Cirsium atropurpureum.
When I first planted up the garden, I had several of these thistles. Sadly, they died off after a couple of years, but while I had them they were the most desirable plants in the whole garden. Bees used to literally faint into the flowers. They are impossible to resist.

Bowles mauve perennial wallflower – in hairy pots!
Regular readers will know that I always have some Bowles mauve perennial wallflower in the garden – it is in flower all year round, and the bees love it. The added bonus here is that they are supplied by the Hairy Pot Plant Company, who sell their plants in coir pots that can be put directly into the ground. There is so much plastic in your average garden centre, and this seems like an excellent way of cutting back – how ever many times I reuse my pots, I always end up with a great teetering tower of them in the shed.

Common primrose with hairy-footed flower bee (Anthora plumipes)
I usually let the bees lead me to the best plants, rather than relying on the ‘pollinator friendly’ bee sign on the label. The garden centre is full of hairy-footed flower bees (Anthora plumipes), one of the first solitary bees to emerge in the southern UK. The females are jet black, like one above, and the males are tawny with a distinctive white face. They sometimes fly around with their tongues sticking out, which adds to their charm.

Hairy-footed flower bee on Bowles Mauve perennial wallflower
I am excited to see that the hairy pots seem to contain nothing but excellent pollinator plants.

Pulmonaria and Lamium with yet another hairy footed flower bee. This female has a big splotch of pollen on her thorax.
There is pulmonaria, with its flowers that go from blue to pink following pollination. The Lamium is basically domesticated dead nettle, but is another splendid bee plant.

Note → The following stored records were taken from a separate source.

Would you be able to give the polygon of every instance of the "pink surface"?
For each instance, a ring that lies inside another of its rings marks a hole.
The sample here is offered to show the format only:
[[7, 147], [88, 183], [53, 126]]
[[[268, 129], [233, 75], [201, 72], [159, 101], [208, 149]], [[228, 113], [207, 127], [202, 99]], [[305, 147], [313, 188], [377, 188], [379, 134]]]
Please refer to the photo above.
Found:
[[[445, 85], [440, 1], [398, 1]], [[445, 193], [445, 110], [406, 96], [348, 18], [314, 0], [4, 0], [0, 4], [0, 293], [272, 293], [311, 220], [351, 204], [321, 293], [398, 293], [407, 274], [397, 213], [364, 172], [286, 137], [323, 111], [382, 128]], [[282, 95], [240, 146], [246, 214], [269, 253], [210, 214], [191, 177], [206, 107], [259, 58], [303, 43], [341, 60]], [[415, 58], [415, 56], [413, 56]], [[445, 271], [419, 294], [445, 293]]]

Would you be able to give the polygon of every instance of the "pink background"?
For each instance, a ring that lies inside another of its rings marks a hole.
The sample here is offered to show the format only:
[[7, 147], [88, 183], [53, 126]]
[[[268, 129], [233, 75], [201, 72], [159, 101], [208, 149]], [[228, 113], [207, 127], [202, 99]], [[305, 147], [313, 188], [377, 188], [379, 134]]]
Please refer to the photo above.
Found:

There is some very pretty bronze-leafed bugle (Ajuga reptens).

Ajuga (Bugle)
I bought some foxgloves last year, but couldn’t resist a few more…
And how about these? You might have noticed that the lesser celandine is in full flower at the moment. I didn’t realise that there was a cultivated variety, but this is rather splendid with its chocolate-brown foliage. I was musing aloud about whether the plant was as invasive as its wild cousin, and one of the Garden Centre workers suggested that it was ‘vigorous’. To be honest, I don’t mind if something is ‘invasive’ in my north-facing, claggy soiled, heavily treed back garden, but I have resisted this plant so far. Let’s see how strong my resolve is.

Lesser celandine ‘Brazen Hussy’. What a splendid plant….
And so I stagger to the checkout with a trolley full of plants and a head full of planting plans, and realise that for a whole hour and a half I haven’t thought about Mum, or Dad, or decluttering the bungalow. Instead, I feel a sense of possibility that I haven’t felt in a while. For a second, I feel almost guilty. And then I remember that I got my creativity from my mother, and my love of nature from Dad, and I know that they would want me to live according to those two principles. I often feel completely stuck, as if I’m buried up to my waist in mud, but something still calls me , step by faltering step, back into life.